Proposta que tramita na Câmara dos Deputados prevê eleições diretas em caso de vacância do cargo de presidente da República até seis meses antes do fim do mandato 

Reunião da CCJ da Câmara dos Deputados | Foto: Divulgação / Câmara dos Deputados / Cleia Viana

Está na pauta da Comissão de Constituição, Justiça e Redação (CCJ) da Câmara dos Deputados para a próxima terça-feira (11/7) a votação do relatório da Proposta de Emenda à Constituição PEC 227/16 que prevê a realização de eleições diretas no caso de vacância da Presidência da República, exceto nos últimos seis meses de mandato.

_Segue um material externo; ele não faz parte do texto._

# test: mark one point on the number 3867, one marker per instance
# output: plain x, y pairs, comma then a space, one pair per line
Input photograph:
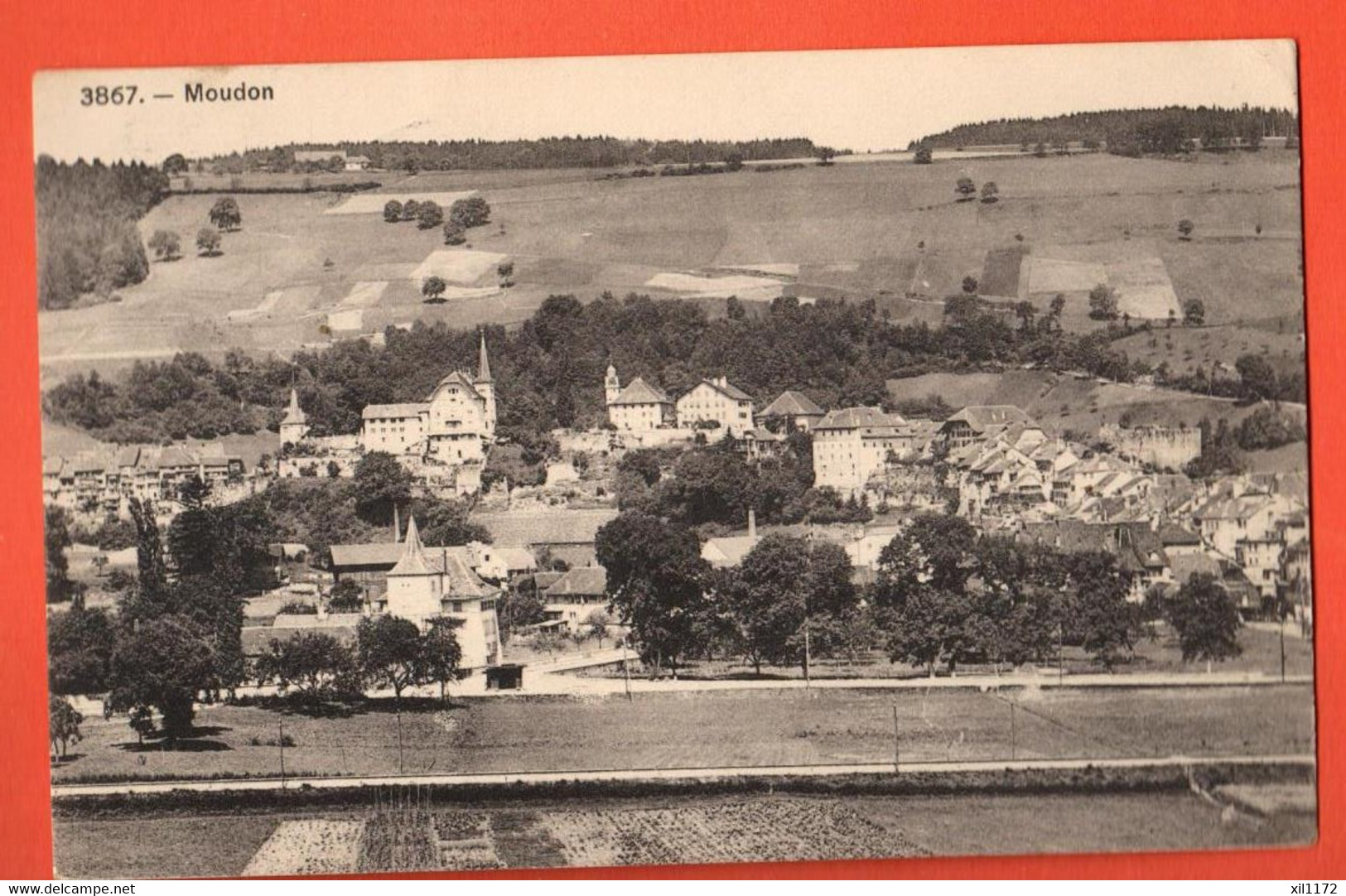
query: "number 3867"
104, 96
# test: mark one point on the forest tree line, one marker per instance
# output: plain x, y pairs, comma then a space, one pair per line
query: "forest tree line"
548, 152
88, 241
549, 370
1126, 131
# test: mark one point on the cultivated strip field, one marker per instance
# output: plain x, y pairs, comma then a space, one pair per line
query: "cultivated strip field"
753, 728
878, 230
370, 204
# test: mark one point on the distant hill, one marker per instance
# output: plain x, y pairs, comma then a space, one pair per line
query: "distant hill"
549, 152
1128, 131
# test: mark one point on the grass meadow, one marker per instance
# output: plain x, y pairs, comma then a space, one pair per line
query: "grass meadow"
878, 230
751, 728
706, 829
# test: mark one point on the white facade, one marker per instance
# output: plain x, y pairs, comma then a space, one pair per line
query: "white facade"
716, 401
851, 446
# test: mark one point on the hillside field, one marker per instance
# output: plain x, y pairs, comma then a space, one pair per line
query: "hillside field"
883, 230
1062, 401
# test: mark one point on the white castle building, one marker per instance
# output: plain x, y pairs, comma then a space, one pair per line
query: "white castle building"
445, 437
435, 583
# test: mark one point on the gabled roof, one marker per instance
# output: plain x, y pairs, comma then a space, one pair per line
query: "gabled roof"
982, 417
728, 551
458, 378
641, 393
1174, 534
793, 404
726, 389
294, 413
528, 527
385, 412
581, 580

Porém, a expectativa é de que a apreciação do relatório apresentado peo deputado Espiridião Amin (PP-SC), favorável à admissibilidade, seja novamente adiada. Segundo o deputado goiano e integrante da CCJ, Fábio Sousa (PSDB), as sessões têm sido esvaziadas pelos deputados governistas sempre que a matéria é colocada em pauta.

A PEC está na comissão desde maio e tem enfrentado constantes atrasos em sua tramitação, apesar da pressão da oposição.

Para Fabio Sousa, apesar da boa intenção da proposta, a mesma é inconstitucional e não deveria ser aprovada. “Além de escandalosamente inconstitucional, a PEC é também inviável no aspecto financeiro e organizacional. A legislação eleitoral é muito clara em relação aos prazos e neste momento, não podemos buscar soluções fora da constituição”, disse o tucano.

No Senado, a Comissão de Constituição, Justiça e Cidadania aprovou em maio, por unanimidade, uma outra proposta que vai na mesma linha. A diferença é que a eleição direta só não ocorreria se a dupla vacância ocorrer no último ano do mandato.

Atualmente, a Constituição prevê eleição direta de presidente e vice-presidente em caso de vacância apenas nos dois primeiros anos do mandato. Nos dois últimos anos, a eleição é indireta, e os nomes são escolhidos em sessão conjunta do Congresso Nacional (513 deputados e 81 senadores).